Personal information
- Full name: James Scott Thompson
- Born: 11 March 1991 (age 35) Shrewsbury, Shropshire, England
- Height: 6 ft 6 in (1.98 m)
- Batting: Right-handed
- Bowling: Right-arm medium-fast

Domestic team information
- 2012–2013: Oxford MCCU

Career statistics
| Competition | First-class |
| Matches | 2 |
| Runs scored | 32 |
| Batting average | 8.00 |
| 100s/50s | –/– |
| Top score | 15 |
| Balls bowled | 126 |
| Wickets | 1 |
| Bowling average | 39.00 |
| 5 wickets in innings | – |
| 10 wickets in match | – |
| Best bowling | 1/13 |
| Catches/stumpings | –/– |
- Source: Cricinfo, 15 July 2020

= Jamie Thompson (cricketer) =

English cricketer (born 1991)

James Scott Thompson (born 11 March 1991) is an English former first-class cricketer.

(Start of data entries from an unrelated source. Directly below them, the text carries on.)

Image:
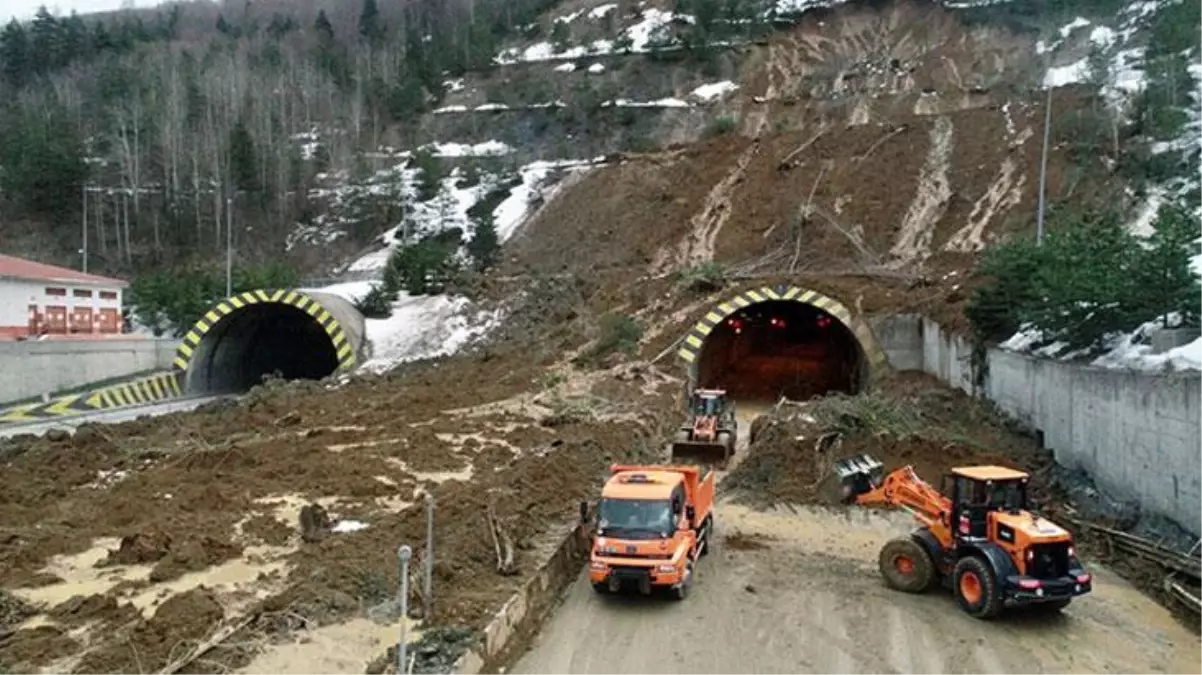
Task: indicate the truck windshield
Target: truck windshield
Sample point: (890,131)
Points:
(635,518)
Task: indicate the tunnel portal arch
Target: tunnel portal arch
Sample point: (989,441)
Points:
(242,338)
(692,348)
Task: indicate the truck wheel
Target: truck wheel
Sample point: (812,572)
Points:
(976,587)
(906,566)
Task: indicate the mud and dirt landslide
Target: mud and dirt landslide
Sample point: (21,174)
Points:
(125,547)
(805,597)
(908,418)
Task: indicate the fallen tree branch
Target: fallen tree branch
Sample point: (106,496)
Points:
(219,635)
(501,543)
(1140,547)
(1183,596)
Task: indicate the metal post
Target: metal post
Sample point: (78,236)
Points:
(1043,167)
(228,246)
(405,553)
(85,228)
(428,581)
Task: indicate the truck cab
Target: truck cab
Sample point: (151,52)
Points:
(650,526)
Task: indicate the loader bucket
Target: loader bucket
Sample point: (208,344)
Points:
(858,475)
(706,453)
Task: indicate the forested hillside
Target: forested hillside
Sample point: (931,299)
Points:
(158,121)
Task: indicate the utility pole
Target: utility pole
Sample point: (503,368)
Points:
(1043,168)
(228,246)
(84,228)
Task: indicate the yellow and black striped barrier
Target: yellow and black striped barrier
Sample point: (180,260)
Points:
(694,341)
(346,356)
(154,388)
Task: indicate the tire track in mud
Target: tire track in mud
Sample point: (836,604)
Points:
(1004,193)
(930,199)
(704,227)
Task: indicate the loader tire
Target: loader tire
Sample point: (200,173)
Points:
(906,566)
(976,587)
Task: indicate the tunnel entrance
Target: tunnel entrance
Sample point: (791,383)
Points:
(774,348)
(262,339)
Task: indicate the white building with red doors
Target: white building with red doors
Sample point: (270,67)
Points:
(54,302)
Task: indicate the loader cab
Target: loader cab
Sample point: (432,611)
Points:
(708,402)
(977,490)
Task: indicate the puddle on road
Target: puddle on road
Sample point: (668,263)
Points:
(239,581)
(332,650)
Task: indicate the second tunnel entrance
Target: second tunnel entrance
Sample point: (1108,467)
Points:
(781,348)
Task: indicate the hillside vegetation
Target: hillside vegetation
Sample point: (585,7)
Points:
(314,129)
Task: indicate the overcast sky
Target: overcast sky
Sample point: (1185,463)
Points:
(25,9)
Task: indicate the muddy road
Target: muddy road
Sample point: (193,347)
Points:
(790,593)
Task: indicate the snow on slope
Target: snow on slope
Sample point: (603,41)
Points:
(423,327)
(1123,79)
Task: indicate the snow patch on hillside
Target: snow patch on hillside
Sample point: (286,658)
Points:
(424,327)
(640,36)
(710,93)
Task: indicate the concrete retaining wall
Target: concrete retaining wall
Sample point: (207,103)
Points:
(505,637)
(36,368)
(1138,435)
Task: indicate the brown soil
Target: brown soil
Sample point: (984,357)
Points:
(791,458)
(267,530)
(178,625)
(741,542)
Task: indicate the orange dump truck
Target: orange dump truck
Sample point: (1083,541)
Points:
(650,526)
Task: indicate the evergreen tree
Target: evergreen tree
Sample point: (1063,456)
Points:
(41,155)
(243,159)
(370,24)
(46,41)
(323,28)
(16,55)
(485,246)
(1164,275)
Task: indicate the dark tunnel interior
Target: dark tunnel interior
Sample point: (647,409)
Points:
(781,348)
(257,340)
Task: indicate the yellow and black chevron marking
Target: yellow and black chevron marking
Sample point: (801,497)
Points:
(346,358)
(158,387)
(690,347)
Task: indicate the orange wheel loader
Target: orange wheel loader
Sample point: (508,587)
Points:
(710,432)
(976,537)
(650,527)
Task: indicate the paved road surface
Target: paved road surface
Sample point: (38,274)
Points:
(811,602)
(103,417)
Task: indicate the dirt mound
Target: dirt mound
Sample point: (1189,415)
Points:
(149,644)
(908,422)
(191,556)
(267,530)
(13,610)
(140,549)
(35,646)
(82,609)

Jamie was born at Shrewsbury in March 1991. He was educated at Hurstpierpoint College, before going up to Oxford Brookes University. While studying at Oxford Brookes, he made two appearances in first-class cricket for Oxford MCCU, playing against Glamorgan and Worcestershire at Oxford in 2012 and 2013 respectively. He scored 32 runs in his two matches, in addition to taking a single wicket, that of Glamorgan's Ben Wright.

After graduating from Oxford Brookes, Thompson became an osteopath. He has worked in his capacity for both Middlesex County Cricket Club and Tottenham Hotspur.